BTC at 94,800. Buy the 90k/100k box: buy the 90k call, sell the 100k call, buy the 100k put, sell the 90k put. You pay 9,880 for the box. At expiry, it settles at 10,000 no matter what. Your profit is 120. That's not a trade. It's a 1.21% return on a 9,880 loan for the duration of the contract.

When It's Used

  • Institutional financing: borrow or lend at the implied rate embedded in options prices. Sometimes cheaper than traditional repo. Sometimes significantly cheaper.
  • Arbitrage: if the box is mispriced relative to interest rates, arb desks capture the difference. This happens more often in crypto than in equities.
  • Margin optimization: use boxes to move cash between accounts or satisfy margin requirements synthetically.

The Implied Rate

The box price reveals the market's implied interest rate:

Rate = (Width - Box Price) / Box Price x (365 / DTE)

If a 90-day, 10,000-wide BTC box trades at 9,880, the implied rate is (10000-9880)/9880 x (365/90) = 4.93%. Compare this to on-chain lending rates, USDC deposit yields, or traditional money market rates. When they diverge, somebody is arbing.

In crypto, box spread implied rates sometimes diverge from DeFi lending rates by 200+ bps. Market makers arb this. If you see Deribit box rates at 6% and Aave USDC at 3.8%, someone is selling boxes and lending on-chain, pocketing the spread.

⚠️

Box spreads on American-style options are NOT risk-free. Early exercise on any leg blows up the guaranteed payoff. This famously destroyed retail traders on platforms that allowed American-style box trades. European-style options (like crypto options on Deribit/Hypercall) don't have this problem.

Common Mistakes

Common Mistakes
The mistakeTrying to arb boxes on American-style options. "It's risk-free!" you tell yourself as you leg into a four-way spread on SPY weeklies.
The realityEarly exercise risk is real. If any counterparty exercises early, your guaranteed payoff evaporates. You're left with a partially hedged position and a margin call. European-style only.
The mistakeForgetting transaction costs exceed the tiny profit.

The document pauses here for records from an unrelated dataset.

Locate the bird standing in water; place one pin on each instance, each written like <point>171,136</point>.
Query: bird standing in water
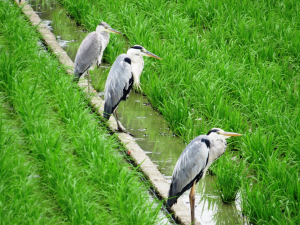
<point>193,163</point>
<point>124,73</point>
<point>91,49</point>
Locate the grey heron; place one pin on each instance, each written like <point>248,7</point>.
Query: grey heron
<point>193,163</point>
<point>124,73</point>
<point>91,49</point>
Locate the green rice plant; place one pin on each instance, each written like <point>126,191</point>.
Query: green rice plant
<point>230,171</point>
<point>77,160</point>
<point>232,64</point>
<point>23,197</point>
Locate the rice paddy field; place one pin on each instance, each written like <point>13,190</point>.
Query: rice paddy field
<point>58,164</point>
<point>230,64</point>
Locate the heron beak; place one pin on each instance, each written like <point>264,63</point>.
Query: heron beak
<point>230,134</point>
<point>152,55</point>
<point>113,31</point>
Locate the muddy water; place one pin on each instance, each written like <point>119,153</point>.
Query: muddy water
<point>149,128</point>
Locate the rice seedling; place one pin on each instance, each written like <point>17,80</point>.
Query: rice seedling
<point>77,161</point>
<point>232,64</point>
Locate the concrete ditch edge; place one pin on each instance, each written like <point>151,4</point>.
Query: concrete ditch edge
<point>180,211</point>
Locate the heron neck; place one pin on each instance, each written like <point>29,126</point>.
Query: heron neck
<point>217,149</point>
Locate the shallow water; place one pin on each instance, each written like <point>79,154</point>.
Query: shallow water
<point>150,129</point>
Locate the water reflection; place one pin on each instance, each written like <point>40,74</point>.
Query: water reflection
<point>150,129</point>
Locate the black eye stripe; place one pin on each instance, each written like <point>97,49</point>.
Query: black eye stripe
<point>128,60</point>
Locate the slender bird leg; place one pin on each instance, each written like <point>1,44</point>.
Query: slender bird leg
<point>120,127</point>
<point>88,78</point>
<point>192,203</point>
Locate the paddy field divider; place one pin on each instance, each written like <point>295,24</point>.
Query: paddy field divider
<point>180,211</point>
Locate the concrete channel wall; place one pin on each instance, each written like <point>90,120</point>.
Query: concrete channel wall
<point>180,211</point>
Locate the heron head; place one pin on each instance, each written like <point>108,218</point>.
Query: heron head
<point>140,50</point>
<point>103,26</point>
<point>218,132</point>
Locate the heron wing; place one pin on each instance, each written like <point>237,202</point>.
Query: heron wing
<point>118,84</point>
<point>88,53</point>
<point>189,167</point>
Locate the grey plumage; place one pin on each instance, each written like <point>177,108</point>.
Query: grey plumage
<point>190,167</point>
<point>118,84</point>
<point>193,162</point>
<point>91,49</point>
<point>88,53</point>
<point>125,72</point>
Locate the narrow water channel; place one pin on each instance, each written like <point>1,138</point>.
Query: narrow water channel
<point>149,128</point>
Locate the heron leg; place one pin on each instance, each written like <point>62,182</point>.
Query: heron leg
<point>88,78</point>
<point>120,127</point>
<point>192,203</point>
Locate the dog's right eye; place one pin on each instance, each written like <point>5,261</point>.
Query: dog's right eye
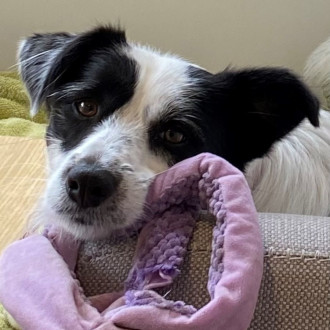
<point>87,108</point>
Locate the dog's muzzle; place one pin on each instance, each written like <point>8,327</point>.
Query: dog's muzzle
<point>90,185</point>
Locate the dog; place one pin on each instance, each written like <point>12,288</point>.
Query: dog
<point>119,113</point>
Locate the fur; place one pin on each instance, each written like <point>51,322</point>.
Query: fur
<point>247,116</point>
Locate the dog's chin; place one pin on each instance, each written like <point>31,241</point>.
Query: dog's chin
<point>97,230</point>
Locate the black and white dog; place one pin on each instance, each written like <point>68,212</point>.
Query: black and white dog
<point>119,113</point>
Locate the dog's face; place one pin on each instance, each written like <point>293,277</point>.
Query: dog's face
<point>120,113</point>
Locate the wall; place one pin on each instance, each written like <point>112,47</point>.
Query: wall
<point>212,33</point>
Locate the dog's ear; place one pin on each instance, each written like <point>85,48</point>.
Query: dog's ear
<point>47,60</point>
<point>36,56</point>
<point>257,107</point>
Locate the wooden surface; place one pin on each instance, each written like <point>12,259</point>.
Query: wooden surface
<point>22,172</point>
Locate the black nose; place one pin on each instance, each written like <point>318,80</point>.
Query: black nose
<point>89,186</point>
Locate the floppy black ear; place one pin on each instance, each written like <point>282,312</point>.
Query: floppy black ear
<point>46,60</point>
<point>35,56</point>
<point>255,108</point>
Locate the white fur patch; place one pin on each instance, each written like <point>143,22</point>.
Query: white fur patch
<point>295,176</point>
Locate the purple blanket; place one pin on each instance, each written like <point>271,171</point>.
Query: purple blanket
<point>39,289</point>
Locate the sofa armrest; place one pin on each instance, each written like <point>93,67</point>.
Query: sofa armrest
<point>295,290</point>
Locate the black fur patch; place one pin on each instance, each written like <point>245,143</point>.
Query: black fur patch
<point>240,114</point>
<point>92,65</point>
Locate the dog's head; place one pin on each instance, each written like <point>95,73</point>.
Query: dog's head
<point>119,113</point>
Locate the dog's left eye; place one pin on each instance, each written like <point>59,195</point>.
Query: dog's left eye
<point>173,136</point>
<point>87,108</point>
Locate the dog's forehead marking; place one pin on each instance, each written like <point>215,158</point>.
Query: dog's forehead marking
<point>162,79</point>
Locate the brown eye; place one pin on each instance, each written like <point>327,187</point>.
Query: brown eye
<point>172,136</point>
<point>87,108</point>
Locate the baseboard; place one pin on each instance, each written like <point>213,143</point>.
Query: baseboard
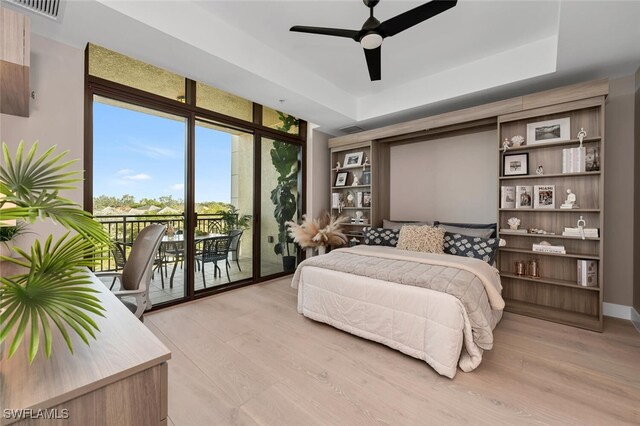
<point>617,311</point>
<point>635,319</point>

Four legs means four bid-ask spreads, four commissions, four rounds of slippage.
The realityA \$120 profit on a \$9,880 box sounds great until you pay \$40 per leg in spread costs. Market makers can box profitably because they cross the spread at mid. You can't. Unless your execution is institutional-grade, the arb isn't there for you.
The mistakeNot accounting for margin treatment. Your broker doesn't recognize four options as a riskless box.
The realityMany brokers margin each leg independently. A 'risk-free' \$120 profit can require \$40,000 in margin. The return on capital deployed drops to near zero.